While it’s hard to read too much into what all Rooney had to say about Bell’s immediate future when he talked to the Pittsburgh media on Thursday, he did seemingly give us a tiny hint that the running back will likely be allowed to ride off into the sunset in the coming weeks because of the quality of talent the team believes he’ll leave behind in fellow running backs James Conner and Jaylen Samuels.
“It looks like we have two good young players at that position at this point, so I feel like we’re in pretty good shape there,” Rooney said, according to Ed Bouchette of the Pittsburgh Post-Gazette.
With Bell sitting out all of 2018, Conner and Samuels combined to rush for 1,229 yards and 12 touchdowns on 271 total carries. Those two running backs also combined to catch 81 passes for 696 yards and 4 touchdowns. In 2017, Bell rushed for 1291 yards and 9 touchdowns on 291 carries and he caught 85 passes for another 655 yards and 2 touchdowns.
“We’ve got a decision to make, so we’ll probably have some discussions with his [Bell’s] representative here in the next few weeks and kind of talk through that,” Rooney said on Thursday.

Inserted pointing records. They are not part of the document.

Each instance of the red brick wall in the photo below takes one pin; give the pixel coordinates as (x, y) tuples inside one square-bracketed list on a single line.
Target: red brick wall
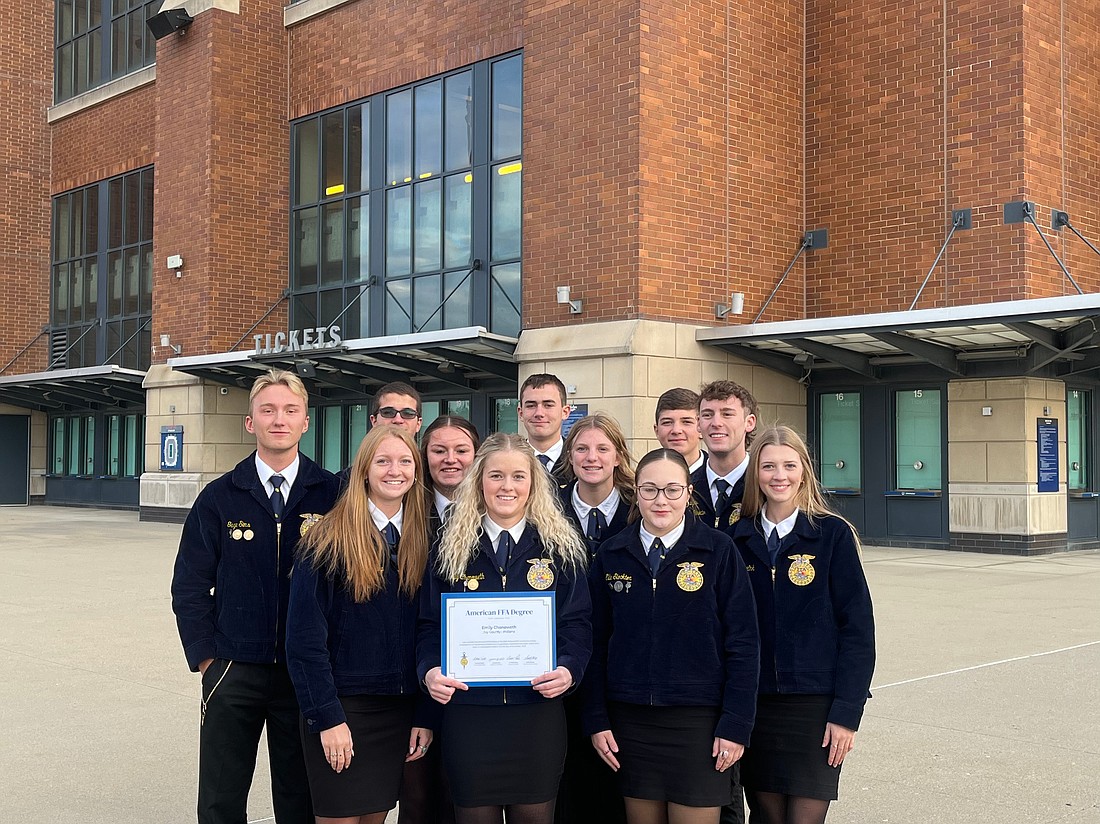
[(125, 142), (25, 88), (222, 167)]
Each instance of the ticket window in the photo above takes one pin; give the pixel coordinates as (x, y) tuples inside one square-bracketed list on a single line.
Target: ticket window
[(839, 439), (917, 440), (1077, 428)]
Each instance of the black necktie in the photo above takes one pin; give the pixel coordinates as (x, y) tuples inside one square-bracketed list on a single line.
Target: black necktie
[(723, 486), (504, 546), (596, 525), (656, 552), (277, 502), (393, 538), (773, 545)]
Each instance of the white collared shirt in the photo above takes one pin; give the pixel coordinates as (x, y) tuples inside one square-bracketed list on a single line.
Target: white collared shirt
[(381, 519), (608, 506), (493, 530), (732, 479), (553, 453), (289, 475), (669, 540), (784, 527), (441, 502)]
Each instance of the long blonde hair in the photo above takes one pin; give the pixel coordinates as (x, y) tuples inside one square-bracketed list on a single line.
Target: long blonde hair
[(462, 535), (809, 497), (345, 544), (623, 478)]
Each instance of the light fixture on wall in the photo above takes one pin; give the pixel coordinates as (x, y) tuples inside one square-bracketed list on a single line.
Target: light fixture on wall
[(166, 341), (168, 21), (575, 305), (736, 305)]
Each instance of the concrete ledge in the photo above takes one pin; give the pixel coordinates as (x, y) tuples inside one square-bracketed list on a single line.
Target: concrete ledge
[(101, 94), (162, 515), (299, 12), (1010, 545)]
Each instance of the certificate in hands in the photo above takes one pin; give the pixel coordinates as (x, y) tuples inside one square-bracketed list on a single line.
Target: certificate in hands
[(503, 639)]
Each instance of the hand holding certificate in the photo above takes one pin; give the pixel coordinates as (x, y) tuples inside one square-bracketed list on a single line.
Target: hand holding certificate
[(502, 640)]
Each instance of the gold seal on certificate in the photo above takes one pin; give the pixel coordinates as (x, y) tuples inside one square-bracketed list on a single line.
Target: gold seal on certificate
[(498, 639)]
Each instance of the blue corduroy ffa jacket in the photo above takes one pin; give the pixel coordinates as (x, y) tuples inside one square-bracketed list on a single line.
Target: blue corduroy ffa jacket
[(817, 637), (572, 605), (232, 545), (336, 646), (685, 638)]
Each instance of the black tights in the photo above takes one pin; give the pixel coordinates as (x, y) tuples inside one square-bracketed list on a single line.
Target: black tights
[(774, 808), (513, 813), (645, 811)]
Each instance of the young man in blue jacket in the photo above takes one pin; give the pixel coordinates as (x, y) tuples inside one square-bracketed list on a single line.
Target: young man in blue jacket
[(230, 592)]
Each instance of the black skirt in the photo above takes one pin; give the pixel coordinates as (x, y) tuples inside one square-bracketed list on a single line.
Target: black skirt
[(509, 754), (380, 734), (664, 755), (787, 755)]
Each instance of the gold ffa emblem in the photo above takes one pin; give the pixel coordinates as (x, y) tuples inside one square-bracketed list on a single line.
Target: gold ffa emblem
[(735, 514), (801, 572), (540, 577), (307, 522), (690, 579)]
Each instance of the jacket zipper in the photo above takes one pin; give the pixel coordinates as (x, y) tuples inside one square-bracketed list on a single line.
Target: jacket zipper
[(278, 550)]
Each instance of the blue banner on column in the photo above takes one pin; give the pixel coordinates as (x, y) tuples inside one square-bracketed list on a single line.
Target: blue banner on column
[(1047, 442)]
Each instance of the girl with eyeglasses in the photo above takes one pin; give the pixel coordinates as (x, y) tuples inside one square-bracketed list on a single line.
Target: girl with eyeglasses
[(351, 635), (596, 495), (817, 634), (504, 747), (670, 694)]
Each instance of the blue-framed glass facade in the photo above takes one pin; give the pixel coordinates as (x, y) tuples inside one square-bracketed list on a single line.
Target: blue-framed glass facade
[(395, 197), (102, 273), (98, 41)]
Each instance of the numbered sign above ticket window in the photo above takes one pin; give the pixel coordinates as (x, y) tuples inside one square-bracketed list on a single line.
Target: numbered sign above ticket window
[(172, 449)]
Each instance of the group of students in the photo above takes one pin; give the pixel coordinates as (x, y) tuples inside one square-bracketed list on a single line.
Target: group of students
[(712, 614)]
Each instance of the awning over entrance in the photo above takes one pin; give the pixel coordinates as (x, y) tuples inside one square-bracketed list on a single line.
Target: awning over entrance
[(1045, 338), (468, 359), (68, 389)]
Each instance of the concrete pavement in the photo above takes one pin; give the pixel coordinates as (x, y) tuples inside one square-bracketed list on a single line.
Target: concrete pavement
[(983, 711)]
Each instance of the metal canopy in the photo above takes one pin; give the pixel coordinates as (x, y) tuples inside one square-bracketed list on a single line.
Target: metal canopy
[(89, 387), (1053, 338), (450, 361)]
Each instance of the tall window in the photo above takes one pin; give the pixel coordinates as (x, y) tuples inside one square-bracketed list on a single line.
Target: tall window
[(102, 273), (97, 41), (399, 194)]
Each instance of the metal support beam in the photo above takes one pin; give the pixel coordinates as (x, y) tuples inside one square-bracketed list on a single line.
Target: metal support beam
[(763, 358), (937, 355), (858, 363)]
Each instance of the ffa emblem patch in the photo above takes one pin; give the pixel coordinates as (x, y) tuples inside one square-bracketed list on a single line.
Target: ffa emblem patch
[(540, 577), (307, 522), (690, 579), (801, 572), (735, 514)]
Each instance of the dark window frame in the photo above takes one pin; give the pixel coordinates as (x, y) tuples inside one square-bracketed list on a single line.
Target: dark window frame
[(120, 231), (85, 55), (316, 300)]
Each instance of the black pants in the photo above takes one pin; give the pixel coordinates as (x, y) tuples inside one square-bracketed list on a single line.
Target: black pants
[(239, 699), (734, 813)]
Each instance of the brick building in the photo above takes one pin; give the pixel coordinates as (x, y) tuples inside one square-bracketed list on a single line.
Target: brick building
[(901, 199)]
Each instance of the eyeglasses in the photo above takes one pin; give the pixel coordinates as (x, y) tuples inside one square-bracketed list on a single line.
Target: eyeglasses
[(648, 492), (407, 414)]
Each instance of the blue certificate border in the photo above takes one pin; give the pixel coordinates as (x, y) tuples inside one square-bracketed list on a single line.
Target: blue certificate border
[(448, 596)]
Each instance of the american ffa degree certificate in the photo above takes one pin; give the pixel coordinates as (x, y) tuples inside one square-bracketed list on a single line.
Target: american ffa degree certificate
[(499, 639)]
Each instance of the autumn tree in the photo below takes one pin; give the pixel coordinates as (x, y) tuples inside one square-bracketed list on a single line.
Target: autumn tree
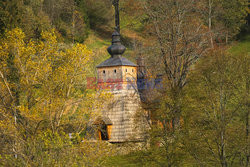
[(217, 110), (43, 98)]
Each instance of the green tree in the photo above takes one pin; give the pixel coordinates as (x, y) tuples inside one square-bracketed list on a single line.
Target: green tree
[(217, 120), (47, 101)]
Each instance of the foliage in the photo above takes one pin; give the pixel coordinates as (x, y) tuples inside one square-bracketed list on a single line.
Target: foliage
[(44, 98), (217, 120)]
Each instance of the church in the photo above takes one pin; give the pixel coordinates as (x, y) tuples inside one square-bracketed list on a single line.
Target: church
[(121, 119)]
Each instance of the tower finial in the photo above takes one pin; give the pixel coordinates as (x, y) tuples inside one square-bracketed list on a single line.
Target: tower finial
[(116, 47), (117, 16)]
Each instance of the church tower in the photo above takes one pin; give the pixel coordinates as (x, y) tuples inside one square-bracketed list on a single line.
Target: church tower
[(119, 122)]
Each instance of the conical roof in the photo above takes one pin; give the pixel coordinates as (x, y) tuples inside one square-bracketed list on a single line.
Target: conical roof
[(116, 61)]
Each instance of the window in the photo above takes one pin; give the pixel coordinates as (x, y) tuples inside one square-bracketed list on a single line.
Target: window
[(103, 132)]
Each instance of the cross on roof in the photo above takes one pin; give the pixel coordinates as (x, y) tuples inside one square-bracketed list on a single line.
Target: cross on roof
[(117, 17)]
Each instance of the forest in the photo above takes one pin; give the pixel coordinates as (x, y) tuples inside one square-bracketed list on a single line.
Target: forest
[(49, 50)]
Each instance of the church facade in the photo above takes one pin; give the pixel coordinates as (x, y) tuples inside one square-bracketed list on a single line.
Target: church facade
[(120, 120)]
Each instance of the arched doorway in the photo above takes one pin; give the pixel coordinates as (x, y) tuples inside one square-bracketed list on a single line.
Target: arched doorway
[(104, 126)]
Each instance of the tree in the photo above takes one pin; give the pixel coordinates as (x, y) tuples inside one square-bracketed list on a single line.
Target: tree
[(181, 39), (224, 18), (43, 98), (218, 113)]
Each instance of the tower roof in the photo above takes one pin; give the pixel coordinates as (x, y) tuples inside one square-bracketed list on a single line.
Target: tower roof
[(116, 61)]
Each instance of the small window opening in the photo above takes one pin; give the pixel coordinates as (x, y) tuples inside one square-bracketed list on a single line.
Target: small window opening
[(103, 132)]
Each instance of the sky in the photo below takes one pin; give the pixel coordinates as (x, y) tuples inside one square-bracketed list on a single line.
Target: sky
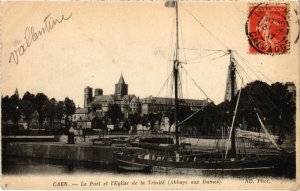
[(102, 40)]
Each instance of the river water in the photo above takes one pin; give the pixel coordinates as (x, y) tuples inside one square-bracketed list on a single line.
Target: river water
[(35, 166)]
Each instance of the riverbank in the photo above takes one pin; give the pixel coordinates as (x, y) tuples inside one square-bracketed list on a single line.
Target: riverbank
[(62, 151)]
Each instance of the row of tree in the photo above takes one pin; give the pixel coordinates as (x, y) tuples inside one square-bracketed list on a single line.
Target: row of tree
[(13, 107)]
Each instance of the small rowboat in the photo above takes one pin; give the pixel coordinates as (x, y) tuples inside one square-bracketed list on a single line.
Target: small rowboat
[(132, 166)]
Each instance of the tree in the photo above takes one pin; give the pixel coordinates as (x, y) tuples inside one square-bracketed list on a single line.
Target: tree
[(15, 109), (69, 110), (59, 110), (28, 107), (51, 109), (41, 101), (6, 107)]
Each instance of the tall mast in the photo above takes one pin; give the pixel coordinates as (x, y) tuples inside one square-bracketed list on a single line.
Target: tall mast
[(232, 104), (175, 69)]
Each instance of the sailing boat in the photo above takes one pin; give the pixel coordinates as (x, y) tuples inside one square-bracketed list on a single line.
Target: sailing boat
[(174, 156)]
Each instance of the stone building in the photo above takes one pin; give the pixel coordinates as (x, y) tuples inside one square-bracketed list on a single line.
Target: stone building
[(128, 103)]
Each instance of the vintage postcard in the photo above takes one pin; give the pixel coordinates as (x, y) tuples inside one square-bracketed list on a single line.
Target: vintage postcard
[(150, 95)]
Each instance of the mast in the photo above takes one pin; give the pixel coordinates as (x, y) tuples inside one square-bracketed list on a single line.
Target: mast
[(232, 105), (175, 70)]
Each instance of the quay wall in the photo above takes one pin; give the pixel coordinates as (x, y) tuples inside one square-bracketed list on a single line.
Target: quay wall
[(58, 151)]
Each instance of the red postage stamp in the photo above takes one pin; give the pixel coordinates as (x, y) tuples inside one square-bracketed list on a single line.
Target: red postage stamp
[(267, 29)]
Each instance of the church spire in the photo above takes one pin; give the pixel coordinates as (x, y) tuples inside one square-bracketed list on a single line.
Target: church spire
[(17, 92), (121, 80)]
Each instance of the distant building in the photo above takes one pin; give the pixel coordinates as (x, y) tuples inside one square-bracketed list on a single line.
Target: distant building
[(102, 103), (160, 104), (129, 103)]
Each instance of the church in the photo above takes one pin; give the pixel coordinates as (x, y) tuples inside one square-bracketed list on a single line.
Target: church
[(102, 103), (128, 103)]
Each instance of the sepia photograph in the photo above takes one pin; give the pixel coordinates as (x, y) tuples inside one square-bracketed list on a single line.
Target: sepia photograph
[(149, 95)]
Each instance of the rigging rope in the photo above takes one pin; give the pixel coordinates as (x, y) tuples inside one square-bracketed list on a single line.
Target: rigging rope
[(198, 21), (197, 85), (266, 131), (232, 124)]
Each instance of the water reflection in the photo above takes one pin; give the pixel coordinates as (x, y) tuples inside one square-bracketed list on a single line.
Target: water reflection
[(34, 166)]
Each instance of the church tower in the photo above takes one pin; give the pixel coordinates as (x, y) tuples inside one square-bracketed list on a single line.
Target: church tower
[(121, 88), (88, 96)]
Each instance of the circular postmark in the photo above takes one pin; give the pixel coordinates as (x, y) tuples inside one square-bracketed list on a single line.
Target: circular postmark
[(267, 29)]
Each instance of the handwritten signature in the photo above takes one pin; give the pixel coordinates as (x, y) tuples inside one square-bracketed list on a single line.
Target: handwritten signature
[(31, 35)]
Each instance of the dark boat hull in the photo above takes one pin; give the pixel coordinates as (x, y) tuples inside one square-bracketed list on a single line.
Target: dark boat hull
[(126, 165), (258, 163)]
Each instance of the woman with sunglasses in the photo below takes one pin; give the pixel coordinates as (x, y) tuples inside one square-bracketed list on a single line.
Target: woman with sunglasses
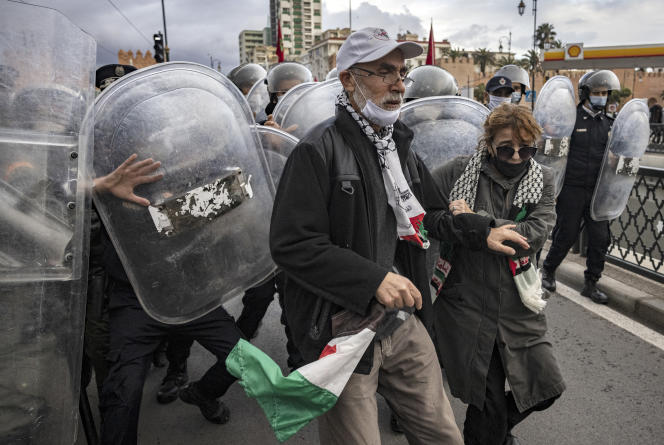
[(488, 319)]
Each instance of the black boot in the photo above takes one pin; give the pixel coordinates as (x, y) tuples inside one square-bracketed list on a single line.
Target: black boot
[(176, 378), (590, 290), (549, 279), (212, 409)]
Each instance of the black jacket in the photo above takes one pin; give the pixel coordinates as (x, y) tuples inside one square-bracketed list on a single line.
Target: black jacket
[(321, 234), (587, 146)]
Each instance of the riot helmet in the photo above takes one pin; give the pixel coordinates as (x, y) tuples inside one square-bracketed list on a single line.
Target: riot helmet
[(282, 78), (597, 80), (519, 78), (246, 75), (430, 80)]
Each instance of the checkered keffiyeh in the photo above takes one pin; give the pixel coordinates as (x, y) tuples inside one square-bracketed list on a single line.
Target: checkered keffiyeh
[(530, 186), (407, 209)]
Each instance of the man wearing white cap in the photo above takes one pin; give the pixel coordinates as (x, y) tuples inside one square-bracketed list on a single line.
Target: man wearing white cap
[(348, 230)]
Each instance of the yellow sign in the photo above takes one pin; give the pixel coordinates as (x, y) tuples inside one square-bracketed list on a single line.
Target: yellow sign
[(574, 51)]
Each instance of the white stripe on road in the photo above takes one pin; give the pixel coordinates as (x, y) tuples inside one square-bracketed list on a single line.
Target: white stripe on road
[(643, 332)]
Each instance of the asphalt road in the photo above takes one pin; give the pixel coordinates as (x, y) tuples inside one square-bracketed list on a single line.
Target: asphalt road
[(615, 388)]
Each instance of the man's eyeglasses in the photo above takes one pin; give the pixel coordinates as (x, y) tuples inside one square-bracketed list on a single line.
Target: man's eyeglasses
[(389, 78), (505, 152)]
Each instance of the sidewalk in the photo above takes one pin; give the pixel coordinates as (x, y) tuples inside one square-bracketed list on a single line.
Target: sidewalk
[(634, 295)]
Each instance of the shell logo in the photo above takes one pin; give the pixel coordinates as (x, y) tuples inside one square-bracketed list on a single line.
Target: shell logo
[(574, 51)]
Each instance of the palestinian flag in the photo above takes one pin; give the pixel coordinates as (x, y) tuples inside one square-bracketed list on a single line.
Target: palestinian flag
[(292, 402)]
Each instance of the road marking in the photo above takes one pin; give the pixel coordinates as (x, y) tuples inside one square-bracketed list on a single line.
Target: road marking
[(633, 327)]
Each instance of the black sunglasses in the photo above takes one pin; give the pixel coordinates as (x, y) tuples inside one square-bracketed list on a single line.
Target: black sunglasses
[(505, 152)]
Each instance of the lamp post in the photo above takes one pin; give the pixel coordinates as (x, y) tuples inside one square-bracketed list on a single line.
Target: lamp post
[(522, 7), (509, 44)]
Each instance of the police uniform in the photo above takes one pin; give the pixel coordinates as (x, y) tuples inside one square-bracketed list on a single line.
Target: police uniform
[(586, 154)]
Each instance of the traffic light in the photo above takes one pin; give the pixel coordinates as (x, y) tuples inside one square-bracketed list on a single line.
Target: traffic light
[(158, 47)]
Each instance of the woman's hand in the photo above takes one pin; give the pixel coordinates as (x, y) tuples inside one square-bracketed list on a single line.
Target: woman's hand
[(460, 206), (121, 181)]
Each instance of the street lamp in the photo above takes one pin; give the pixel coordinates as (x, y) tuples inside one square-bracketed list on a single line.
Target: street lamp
[(522, 7)]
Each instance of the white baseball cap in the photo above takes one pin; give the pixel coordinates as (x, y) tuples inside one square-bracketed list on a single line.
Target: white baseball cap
[(369, 44)]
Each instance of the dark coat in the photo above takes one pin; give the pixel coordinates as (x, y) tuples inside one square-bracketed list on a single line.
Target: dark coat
[(586, 149), (323, 237), (479, 305)]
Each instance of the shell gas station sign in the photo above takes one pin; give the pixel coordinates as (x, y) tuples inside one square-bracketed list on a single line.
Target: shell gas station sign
[(576, 56)]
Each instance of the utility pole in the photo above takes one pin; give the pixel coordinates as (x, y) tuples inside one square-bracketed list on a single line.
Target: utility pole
[(163, 15)]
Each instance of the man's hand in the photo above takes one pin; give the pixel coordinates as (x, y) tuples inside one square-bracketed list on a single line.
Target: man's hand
[(459, 206), (397, 291), (271, 123), (504, 233), (122, 180)]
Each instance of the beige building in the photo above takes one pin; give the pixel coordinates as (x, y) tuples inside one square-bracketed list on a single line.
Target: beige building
[(301, 22), (264, 55), (248, 39)]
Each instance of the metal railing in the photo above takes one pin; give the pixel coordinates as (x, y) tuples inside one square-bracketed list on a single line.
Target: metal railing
[(637, 236), (656, 143)]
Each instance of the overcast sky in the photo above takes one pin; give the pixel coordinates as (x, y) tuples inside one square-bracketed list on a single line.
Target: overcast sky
[(200, 28)]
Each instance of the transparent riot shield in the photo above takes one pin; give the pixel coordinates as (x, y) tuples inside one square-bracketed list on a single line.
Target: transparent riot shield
[(314, 106), (46, 96), (627, 144), (258, 97), (287, 100), (555, 111), (277, 145), (445, 127), (204, 239)]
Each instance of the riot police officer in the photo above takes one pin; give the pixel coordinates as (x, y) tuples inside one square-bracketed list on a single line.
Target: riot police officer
[(586, 154), (279, 80), (498, 90), (246, 75), (519, 78), (430, 80)]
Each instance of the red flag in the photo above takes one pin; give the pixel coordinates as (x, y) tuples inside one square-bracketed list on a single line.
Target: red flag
[(431, 53), (280, 43)]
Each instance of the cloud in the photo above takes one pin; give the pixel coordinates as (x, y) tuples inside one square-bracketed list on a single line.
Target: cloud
[(366, 14)]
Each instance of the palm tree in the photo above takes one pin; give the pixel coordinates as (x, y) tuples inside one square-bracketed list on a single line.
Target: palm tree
[(509, 60), (483, 57), (545, 34), (454, 54)]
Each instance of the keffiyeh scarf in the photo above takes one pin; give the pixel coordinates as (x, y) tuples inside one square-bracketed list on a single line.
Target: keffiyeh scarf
[(407, 209), (529, 191)]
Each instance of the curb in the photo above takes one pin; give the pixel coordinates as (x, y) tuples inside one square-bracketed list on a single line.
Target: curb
[(632, 302)]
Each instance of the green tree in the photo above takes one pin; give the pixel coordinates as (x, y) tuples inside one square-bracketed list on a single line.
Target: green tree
[(509, 60), (545, 34), (483, 57), (478, 92), (455, 54)]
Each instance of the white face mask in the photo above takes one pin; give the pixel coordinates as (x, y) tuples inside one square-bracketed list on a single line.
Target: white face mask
[(494, 101), (372, 112)]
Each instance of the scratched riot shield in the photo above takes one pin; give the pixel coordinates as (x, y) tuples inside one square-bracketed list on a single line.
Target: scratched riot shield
[(333, 74), (46, 95), (627, 144), (277, 145), (287, 100), (314, 106), (445, 127), (555, 111), (204, 239), (258, 97)]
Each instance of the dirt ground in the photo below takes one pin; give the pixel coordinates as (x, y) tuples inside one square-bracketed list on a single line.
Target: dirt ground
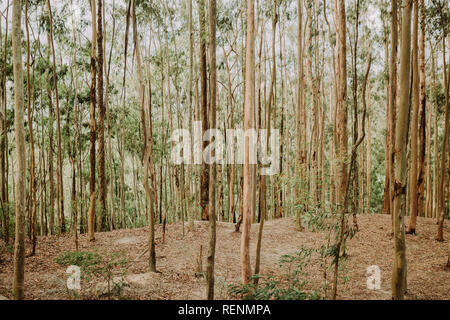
[(177, 260)]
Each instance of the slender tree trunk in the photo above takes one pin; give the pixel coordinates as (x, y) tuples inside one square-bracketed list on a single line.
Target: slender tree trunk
[(392, 103), (102, 223), (441, 190), (212, 166), (401, 138), (414, 123), (204, 111), (422, 113), (249, 170), (20, 170), (62, 225), (31, 137), (92, 137)]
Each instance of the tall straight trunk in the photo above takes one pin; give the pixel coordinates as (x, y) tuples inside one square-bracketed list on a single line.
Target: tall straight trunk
[(204, 111), (400, 164), (386, 209), (249, 170), (369, 158), (92, 136), (268, 113), (435, 140), (414, 122), (392, 103), (342, 136), (110, 167), (299, 132), (212, 166), (30, 128), (422, 114), (50, 156), (102, 224), (20, 170), (355, 117), (62, 222), (441, 186), (190, 93), (4, 136)]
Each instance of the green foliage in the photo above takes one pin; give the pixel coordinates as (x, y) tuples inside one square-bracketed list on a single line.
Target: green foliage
[(290, 285), (84, 259)]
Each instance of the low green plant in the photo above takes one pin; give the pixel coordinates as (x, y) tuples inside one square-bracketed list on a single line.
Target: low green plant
[(290, 285)]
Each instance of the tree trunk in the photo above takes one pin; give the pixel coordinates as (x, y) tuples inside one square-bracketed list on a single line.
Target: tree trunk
[(249, 170), (401, 139), (20, 170), (414, 123), (101, 223), (212, 166), (92, 136)]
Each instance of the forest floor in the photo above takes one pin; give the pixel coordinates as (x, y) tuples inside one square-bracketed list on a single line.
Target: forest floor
[(177, 261)]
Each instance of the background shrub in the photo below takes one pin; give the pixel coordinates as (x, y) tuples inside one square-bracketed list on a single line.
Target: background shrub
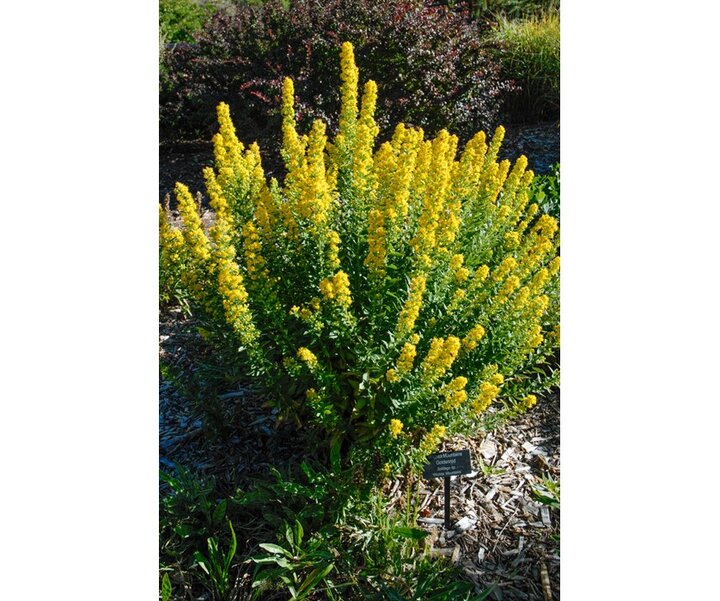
[(513, 9), (181, 19), (428, 62), (529, 51), (381, 297)]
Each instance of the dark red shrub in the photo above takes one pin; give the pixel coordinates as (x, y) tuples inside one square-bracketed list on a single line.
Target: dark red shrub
[(427, 61)]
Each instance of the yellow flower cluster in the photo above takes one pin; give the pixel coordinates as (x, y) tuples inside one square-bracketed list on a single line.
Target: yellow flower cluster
[(254, 261), (502, 270), (472, 338), (529, 401), (512, 240), (337, 288), (376, 243), (234, 298), (195, 239), (293, 148), (439, 358), (171, 242), (508, 287), (554, 266), (411, 309), (307, 356), (349, 75), (366, 131), (333, 251), (444, 147), (431, 439), (454, 393)]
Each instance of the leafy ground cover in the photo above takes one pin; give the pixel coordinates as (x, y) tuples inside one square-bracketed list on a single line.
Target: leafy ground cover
[(512, 500), (288, 501)]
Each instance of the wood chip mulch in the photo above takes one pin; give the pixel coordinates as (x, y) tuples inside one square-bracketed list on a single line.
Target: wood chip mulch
[(503, 536)]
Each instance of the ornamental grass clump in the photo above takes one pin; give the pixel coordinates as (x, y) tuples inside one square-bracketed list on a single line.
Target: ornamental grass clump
[(382, 295)]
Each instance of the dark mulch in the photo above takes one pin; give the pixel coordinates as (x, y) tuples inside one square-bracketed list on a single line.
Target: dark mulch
[(507, 539)]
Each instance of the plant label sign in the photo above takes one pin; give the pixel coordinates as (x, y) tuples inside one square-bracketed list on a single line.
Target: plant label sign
[(444, 465)]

If those talks with Bell’s representatives go anything like they have the last two offseasons, they’re bound to be short ones and not very prosperous. In short, don’t expect the Steelers to do anything with Bell this offseason other than waiving goodbye to him.
In case you’re curious, February 19 is the first day that NFL teams can designate franchise and transition players. The deadline for tagging players this year is March 5 and the start of the 2019 new league year is March 13.